Her free hand plucked at invisible specks of fluff on her skirt. He felt she was talking to him as she had never done before, but he knew he could not be brave for her or his father because there was no protection in bravery. Better to grow small and safe, hide where cruel hands could not reach. His mother still believed that God would look after them, but he knew that God did not care and would do nothing to help them.

Out on the ice the skating circle went round and round. She motioned him out onto the ice and although he was reluctant to leave her she urged him to join the skaters. She seemed to want to be on her own for a while, so carefully holding the rail with both hands, he took little sideways steps and manoeuvred himself onto the ice.
She had brought him here as a treat and as a way of saying sorry for what had happened, but he had never blamed her. It had been the fault of the letter, the crumpled letter with its spider writing.

He took small cautious steps at first, his legs stiff and still unaccustomed to balancing on the narrow blades, but it was easier than he had imagined and so far he had only fallen once, two tiny spots of damp bearing witness to his brief moment on the ice.

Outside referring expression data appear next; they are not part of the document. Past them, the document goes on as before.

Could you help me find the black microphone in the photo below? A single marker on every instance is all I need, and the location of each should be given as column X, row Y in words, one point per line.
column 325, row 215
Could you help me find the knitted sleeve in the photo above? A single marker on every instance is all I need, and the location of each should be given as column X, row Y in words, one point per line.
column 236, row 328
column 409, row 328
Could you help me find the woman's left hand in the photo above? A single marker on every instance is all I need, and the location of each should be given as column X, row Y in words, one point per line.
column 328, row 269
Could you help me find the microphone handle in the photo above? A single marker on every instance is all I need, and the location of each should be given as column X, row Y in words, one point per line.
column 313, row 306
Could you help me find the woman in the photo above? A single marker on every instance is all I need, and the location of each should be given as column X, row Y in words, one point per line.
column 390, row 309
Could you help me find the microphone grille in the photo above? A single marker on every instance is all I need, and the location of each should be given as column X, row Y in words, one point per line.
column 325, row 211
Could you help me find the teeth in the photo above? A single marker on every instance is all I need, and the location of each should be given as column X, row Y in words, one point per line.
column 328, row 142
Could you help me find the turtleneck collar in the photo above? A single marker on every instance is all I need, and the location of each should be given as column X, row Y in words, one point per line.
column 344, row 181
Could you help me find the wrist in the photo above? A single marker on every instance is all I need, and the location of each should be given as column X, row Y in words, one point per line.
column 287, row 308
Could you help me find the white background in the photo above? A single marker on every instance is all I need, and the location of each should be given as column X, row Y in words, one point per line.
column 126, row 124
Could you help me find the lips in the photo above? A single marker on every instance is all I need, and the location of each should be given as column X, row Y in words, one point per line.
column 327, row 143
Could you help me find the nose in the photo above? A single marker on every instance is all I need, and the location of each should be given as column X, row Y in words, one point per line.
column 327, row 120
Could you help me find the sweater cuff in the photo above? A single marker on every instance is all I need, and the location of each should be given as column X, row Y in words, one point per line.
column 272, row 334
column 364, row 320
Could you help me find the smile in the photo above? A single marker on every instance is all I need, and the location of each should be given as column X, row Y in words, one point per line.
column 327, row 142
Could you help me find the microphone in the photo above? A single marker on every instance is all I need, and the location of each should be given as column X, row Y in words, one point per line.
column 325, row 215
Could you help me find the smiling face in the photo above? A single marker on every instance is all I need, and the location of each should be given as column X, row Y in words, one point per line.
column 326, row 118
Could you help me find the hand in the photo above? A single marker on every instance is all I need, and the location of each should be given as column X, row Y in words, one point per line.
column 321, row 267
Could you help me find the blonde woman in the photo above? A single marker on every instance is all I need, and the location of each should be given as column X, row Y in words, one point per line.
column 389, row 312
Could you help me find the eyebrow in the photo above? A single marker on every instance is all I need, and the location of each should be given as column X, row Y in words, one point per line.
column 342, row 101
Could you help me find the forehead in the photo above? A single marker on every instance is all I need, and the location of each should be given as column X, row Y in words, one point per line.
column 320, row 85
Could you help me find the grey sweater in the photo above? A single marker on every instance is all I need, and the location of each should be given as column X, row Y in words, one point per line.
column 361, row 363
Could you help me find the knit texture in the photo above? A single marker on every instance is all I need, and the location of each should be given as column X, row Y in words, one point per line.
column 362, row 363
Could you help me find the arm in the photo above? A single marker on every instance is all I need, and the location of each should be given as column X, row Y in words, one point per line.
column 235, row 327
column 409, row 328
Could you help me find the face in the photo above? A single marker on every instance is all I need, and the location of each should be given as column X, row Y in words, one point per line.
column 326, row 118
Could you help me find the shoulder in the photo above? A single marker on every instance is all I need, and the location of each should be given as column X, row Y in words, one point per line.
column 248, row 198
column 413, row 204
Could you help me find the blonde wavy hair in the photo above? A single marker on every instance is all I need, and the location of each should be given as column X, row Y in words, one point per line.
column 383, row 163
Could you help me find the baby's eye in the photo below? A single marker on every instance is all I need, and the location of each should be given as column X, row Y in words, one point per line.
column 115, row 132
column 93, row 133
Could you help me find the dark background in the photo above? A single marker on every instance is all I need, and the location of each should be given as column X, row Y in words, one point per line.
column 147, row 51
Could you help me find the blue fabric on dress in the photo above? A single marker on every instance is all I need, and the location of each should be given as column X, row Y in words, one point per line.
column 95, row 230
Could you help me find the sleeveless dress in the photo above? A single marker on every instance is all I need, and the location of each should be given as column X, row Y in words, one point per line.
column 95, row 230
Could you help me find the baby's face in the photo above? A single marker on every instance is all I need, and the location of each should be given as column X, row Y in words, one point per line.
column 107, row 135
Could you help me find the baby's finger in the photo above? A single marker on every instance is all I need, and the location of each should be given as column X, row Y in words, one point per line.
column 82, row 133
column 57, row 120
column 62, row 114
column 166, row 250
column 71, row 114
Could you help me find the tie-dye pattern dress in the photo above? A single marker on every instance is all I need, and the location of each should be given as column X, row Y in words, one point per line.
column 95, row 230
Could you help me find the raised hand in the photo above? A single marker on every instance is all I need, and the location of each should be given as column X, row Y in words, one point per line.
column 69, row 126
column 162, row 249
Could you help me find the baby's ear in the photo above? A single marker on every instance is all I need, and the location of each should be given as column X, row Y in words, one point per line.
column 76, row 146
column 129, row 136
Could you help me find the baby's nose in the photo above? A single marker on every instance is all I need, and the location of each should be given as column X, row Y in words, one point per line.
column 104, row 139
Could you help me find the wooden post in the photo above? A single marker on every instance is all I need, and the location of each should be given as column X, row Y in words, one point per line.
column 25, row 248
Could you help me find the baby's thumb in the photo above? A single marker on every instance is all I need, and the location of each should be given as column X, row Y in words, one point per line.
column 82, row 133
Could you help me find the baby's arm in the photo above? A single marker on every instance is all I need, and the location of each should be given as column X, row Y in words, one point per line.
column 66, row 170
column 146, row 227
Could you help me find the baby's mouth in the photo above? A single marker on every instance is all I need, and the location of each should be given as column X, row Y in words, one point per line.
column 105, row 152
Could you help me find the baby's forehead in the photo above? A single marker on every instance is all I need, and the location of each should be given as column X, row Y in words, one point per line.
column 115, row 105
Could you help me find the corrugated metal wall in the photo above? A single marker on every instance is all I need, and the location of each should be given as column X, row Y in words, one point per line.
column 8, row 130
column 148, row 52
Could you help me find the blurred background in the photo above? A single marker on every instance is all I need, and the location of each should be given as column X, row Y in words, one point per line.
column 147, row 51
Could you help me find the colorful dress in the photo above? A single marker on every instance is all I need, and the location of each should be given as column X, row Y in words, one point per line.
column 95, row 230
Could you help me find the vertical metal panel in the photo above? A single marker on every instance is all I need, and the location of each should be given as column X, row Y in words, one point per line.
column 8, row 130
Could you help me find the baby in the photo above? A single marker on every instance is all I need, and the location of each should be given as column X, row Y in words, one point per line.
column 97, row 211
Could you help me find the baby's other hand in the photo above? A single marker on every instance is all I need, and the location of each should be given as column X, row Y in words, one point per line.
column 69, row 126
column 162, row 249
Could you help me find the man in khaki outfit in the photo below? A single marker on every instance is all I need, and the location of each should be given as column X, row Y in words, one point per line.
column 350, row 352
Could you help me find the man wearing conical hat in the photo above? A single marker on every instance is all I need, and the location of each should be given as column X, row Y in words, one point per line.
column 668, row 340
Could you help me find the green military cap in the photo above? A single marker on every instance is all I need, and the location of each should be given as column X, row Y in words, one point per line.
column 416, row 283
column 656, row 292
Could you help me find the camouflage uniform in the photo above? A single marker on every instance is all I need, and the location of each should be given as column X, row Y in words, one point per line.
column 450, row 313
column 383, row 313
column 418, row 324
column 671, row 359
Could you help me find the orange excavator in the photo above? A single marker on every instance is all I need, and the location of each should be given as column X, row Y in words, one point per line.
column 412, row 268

His arms jutted from his sides as if he was walking a tightrope and his face was taut with concentration as he stayed close to the side, his eyes fixed mostly on the ice, lifting occasionally to check that the way ahead was clear. Gradually, as his confidence increased, some of the rigidity vanished from his legs and he began to push each foot out with greater fluency, and his hesitant movements took on the characteristics of a glide. He began to push more of himself into the forward motion, straightening and relaxing as it carried him across the ice, and as he completed a circuit and drew level with his mother, she waved to him and encouraged him to keep going.